Black-Box Min--Max Continuous Optimization Using CMA-ES with Worst-case
Ranking Approximation
- URL: http://arxiv.org/abs/2204.02646v1
- Date: Wed, 6 Apr 2022 08:03:39 GMT
- Title: Black-Box Min--Max Continuous Optimization Using CMA-ES with Worst-case
Ranking Approximation
- Authors: Atsuhiro Miyagi, Kazuto Fukuchi, Jun Sakuma, Youhei Akimoto
- Abstract summary: A popular approach updates $x$ and $y$ simultaneously or alternatingly.
Existing approaches fail if $f$ is not Lipschitz smooth and strongly convex-concave around the optimal solution.
We propose minimizing the worst-case objective function $F(x)=max_yf(x,y)$ directly using the covariance matrix adaptation evolution strategy.

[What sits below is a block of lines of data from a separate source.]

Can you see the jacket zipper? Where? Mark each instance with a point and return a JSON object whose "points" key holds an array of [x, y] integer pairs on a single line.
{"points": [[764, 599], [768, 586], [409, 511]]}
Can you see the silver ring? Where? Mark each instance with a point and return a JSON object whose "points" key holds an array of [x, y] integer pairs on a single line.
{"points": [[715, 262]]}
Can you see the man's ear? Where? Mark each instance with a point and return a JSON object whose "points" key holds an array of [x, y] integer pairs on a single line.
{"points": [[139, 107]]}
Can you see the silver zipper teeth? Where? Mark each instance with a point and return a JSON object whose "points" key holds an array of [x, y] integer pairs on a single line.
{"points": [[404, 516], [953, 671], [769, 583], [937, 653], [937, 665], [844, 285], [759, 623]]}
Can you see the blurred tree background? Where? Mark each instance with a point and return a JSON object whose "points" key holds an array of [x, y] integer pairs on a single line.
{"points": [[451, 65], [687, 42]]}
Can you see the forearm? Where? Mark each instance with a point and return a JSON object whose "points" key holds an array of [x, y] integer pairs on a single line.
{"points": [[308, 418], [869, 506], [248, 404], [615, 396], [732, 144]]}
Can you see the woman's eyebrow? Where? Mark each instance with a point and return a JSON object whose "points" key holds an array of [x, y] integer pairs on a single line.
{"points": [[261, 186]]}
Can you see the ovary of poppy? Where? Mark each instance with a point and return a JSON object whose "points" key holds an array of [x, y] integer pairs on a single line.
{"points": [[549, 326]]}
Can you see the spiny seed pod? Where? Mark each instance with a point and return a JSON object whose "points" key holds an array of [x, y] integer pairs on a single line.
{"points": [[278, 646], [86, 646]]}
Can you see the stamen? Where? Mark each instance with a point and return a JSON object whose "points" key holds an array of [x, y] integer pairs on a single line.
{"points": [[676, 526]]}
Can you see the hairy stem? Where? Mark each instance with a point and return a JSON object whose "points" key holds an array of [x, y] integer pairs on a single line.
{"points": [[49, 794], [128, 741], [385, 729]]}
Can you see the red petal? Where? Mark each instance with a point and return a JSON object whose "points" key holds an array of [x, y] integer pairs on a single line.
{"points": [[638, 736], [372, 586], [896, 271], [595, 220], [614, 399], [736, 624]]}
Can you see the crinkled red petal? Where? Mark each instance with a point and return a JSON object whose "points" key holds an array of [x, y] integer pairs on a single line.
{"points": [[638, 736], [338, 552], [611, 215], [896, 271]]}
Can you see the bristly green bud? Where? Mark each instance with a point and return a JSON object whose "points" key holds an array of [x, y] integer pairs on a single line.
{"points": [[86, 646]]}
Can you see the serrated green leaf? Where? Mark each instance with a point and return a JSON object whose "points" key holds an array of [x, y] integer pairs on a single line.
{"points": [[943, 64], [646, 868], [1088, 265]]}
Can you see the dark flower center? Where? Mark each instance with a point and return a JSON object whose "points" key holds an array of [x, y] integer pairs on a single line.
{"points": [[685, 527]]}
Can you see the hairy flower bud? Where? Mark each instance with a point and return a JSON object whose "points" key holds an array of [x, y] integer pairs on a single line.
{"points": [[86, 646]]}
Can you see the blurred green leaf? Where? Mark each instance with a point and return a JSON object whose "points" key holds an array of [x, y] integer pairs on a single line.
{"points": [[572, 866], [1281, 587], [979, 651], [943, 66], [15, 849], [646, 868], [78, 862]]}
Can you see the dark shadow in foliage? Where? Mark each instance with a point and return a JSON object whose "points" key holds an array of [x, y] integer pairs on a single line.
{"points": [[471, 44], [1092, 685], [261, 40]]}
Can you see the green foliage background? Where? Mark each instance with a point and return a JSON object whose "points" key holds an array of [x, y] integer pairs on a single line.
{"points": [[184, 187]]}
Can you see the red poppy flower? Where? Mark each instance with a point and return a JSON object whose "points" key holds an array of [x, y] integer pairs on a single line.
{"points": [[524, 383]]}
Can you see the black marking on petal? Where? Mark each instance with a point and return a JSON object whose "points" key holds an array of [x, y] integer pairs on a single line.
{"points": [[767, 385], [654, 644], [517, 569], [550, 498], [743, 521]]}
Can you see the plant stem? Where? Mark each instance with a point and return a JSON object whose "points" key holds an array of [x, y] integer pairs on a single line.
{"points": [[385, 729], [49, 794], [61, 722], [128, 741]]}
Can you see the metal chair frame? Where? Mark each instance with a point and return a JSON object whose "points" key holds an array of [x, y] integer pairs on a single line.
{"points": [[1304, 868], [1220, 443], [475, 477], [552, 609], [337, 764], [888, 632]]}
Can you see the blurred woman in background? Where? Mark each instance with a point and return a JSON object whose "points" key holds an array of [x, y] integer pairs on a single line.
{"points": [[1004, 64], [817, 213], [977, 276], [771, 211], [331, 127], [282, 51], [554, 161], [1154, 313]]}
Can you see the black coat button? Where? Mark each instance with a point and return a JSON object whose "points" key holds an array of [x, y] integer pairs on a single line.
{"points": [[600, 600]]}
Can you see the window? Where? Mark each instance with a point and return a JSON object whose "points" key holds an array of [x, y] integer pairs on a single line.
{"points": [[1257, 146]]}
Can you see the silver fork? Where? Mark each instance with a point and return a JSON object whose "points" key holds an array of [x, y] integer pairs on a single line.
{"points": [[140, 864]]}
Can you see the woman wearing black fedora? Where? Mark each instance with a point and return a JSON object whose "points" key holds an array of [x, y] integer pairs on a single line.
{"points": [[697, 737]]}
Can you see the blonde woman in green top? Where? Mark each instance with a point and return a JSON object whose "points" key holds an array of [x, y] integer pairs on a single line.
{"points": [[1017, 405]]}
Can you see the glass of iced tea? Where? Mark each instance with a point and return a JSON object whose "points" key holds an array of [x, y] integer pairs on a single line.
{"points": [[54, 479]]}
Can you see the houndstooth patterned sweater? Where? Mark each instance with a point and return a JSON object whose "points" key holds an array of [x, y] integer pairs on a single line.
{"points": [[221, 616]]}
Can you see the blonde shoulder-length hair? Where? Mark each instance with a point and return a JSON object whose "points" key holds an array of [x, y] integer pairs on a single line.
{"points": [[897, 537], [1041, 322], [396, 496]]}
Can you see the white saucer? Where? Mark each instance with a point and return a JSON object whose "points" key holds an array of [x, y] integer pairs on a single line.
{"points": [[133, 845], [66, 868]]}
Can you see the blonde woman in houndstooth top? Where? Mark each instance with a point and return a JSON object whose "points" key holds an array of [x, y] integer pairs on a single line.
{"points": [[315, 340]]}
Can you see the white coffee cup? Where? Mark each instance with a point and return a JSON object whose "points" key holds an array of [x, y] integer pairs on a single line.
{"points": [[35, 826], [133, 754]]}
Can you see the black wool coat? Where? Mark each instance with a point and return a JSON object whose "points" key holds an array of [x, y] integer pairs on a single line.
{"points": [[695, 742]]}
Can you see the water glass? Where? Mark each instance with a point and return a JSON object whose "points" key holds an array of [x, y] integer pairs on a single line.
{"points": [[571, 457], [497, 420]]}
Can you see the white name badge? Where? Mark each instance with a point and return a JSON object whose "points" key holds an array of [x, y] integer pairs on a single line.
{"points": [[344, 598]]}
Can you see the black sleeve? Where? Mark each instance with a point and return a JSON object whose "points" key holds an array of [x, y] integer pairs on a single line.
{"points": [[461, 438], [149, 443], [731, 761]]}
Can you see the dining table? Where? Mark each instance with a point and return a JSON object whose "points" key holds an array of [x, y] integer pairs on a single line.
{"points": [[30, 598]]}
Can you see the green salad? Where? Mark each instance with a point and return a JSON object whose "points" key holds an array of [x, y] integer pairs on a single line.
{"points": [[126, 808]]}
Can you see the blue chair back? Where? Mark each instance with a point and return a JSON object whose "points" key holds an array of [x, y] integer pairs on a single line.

- Score: 22.576922942465142
- License: http://creativecommons.org/licenses/by-nc-nd/4.0/
- Abstract: In this study, we investigate the problem of min-max continuous optimization
in a black-box setting $\min_{x} \max_{y}f(x,y)$. A popular approach updates
$x$ and $y$ simultaneously or alternatingly. However, two major limitations
have been reported in existing approaches. (I) As the influence of the
interaction term between $x$ and $y$ (e.g., $x^\mathrm{T} B y$) on the
Lipschitz smooth and strongly convex-concave function $f$ increases, the
approaches converge to an optimal solution at a slower rate. (II) The
approaches fail to converge if $f$ is not Lipschitz smooth and strongly
convex-concave around the optimal solution. To address these difficulties, we
propose minimizing the worst-case objective function $F(x)=\max_{y}f(x,y)$
directly using the covariance matrix adaptation evolution strategy, in which
the rankings of solution candidates are approximated by our proposed worst-case
ranking approximation (WRA) mechanism. Compared with existing approaches,
numerical experiments show two important findings regarding our proposed
method. (1) The proposed approach is efficient in terms of $f$-calls on a
Lipschitz smooth and strongly convex-concave function with a large interaction
term. (2) The proposed approach can converge on functions that are not
Lipschitz smooth and strongly convex-concave around the optimal solution,
whereas existing approaches fail.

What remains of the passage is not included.